O porta-voz da Polícia do Estado do Michigan, Shanon Banner, disse num e-mail que “os instrumentos de investigação de que dispomos no âmbito deste contrato apenas são utilizados em conjunto com investigações criminais, cumprindo todas as leis estatais e federais.” O fundador da ShadowDragon, Daniel Clemens, escreveu que a empresa fornece apenas informação que está publicamente disponível e não “constrói produtos com funções preditivas.”

Uma indústria sombria

Kaseware e ShadowDragon fazem parte de uma indústria sombria de empresas de software que exploram aquilo a que chamam “inteligência de código-fonte aberto”, ou OSINT: os rastos de informação que as pessoas deixam na Internet. A sua lista de clientes inclui agências de inteligência, governo, polícia, empresas, e até mesmo escolas.

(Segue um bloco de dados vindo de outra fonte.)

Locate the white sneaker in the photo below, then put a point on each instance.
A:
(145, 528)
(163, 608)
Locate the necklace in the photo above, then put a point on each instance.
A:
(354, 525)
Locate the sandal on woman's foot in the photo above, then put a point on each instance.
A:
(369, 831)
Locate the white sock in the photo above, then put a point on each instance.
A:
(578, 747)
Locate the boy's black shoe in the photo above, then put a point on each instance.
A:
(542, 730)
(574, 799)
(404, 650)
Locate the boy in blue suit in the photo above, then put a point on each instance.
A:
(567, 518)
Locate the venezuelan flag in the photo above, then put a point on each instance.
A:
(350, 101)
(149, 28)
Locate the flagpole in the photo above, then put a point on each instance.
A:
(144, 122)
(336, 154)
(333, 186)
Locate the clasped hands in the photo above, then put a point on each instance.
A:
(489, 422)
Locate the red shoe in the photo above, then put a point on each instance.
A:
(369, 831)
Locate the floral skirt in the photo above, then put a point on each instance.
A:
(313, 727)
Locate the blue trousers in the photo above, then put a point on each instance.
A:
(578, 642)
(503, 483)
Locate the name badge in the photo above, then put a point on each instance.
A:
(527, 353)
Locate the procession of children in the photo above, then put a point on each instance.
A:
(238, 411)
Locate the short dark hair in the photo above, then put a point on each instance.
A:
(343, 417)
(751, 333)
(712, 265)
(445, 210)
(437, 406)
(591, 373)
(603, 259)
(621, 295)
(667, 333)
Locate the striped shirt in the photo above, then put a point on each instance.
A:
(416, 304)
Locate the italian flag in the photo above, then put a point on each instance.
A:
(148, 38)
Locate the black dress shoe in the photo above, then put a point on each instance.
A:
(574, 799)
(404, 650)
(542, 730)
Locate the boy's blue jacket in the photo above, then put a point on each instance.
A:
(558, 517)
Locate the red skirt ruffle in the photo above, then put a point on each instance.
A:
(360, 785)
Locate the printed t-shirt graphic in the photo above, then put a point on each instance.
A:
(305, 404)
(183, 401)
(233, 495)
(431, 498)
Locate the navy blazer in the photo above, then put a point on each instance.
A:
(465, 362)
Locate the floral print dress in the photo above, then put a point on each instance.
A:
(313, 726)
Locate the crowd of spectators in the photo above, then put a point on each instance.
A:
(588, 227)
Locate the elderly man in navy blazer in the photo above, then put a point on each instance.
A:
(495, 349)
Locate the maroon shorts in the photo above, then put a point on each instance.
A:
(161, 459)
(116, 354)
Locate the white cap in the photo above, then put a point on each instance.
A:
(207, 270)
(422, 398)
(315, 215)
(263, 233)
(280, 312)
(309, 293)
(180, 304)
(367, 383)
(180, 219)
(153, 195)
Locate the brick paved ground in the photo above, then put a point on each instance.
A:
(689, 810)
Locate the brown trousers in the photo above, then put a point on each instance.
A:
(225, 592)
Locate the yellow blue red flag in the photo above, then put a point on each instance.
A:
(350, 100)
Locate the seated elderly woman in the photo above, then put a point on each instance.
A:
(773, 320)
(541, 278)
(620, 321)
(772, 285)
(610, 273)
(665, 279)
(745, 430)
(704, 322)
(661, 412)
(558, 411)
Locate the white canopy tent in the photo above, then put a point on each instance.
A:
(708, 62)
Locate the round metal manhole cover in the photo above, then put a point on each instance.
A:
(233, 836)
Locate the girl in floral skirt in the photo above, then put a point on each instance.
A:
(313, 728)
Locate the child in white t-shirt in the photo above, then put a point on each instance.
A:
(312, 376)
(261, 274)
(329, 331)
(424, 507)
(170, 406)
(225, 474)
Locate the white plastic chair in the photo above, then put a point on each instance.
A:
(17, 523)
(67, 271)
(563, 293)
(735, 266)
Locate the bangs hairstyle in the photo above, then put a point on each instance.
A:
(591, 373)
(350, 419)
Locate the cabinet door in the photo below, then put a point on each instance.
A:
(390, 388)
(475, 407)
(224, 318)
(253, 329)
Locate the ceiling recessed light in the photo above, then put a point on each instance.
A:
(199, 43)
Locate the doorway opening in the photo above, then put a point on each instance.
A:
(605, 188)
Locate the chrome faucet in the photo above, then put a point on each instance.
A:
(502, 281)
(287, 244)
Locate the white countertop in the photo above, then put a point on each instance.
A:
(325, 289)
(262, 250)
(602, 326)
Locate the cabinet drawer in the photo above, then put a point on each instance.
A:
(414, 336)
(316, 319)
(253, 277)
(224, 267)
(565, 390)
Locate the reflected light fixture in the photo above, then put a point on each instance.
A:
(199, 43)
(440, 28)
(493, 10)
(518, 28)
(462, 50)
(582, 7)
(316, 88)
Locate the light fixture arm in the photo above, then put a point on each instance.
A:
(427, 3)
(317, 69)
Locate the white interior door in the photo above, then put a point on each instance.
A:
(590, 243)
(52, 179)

Kaseware, parceira da ShadowDragon e da Microsoft, fornece uma plataforma para atividades que apoiam o OSINT e outros elementos de vigilância digital, como armazenamento, gestão e análise de dados. As suas funções variam desde o armazenamento de provas até ao policiamento preditivo. Em contrapartida, os dois produtos ShadowDragon adquiridos pela Polícia do Estado do Michigan são mais estritamente adaptados para a vigilância de pessoas que utilizam as redes sociais, aplicações e websites na Internet. Estes produtos correm na plataforma Kaseware.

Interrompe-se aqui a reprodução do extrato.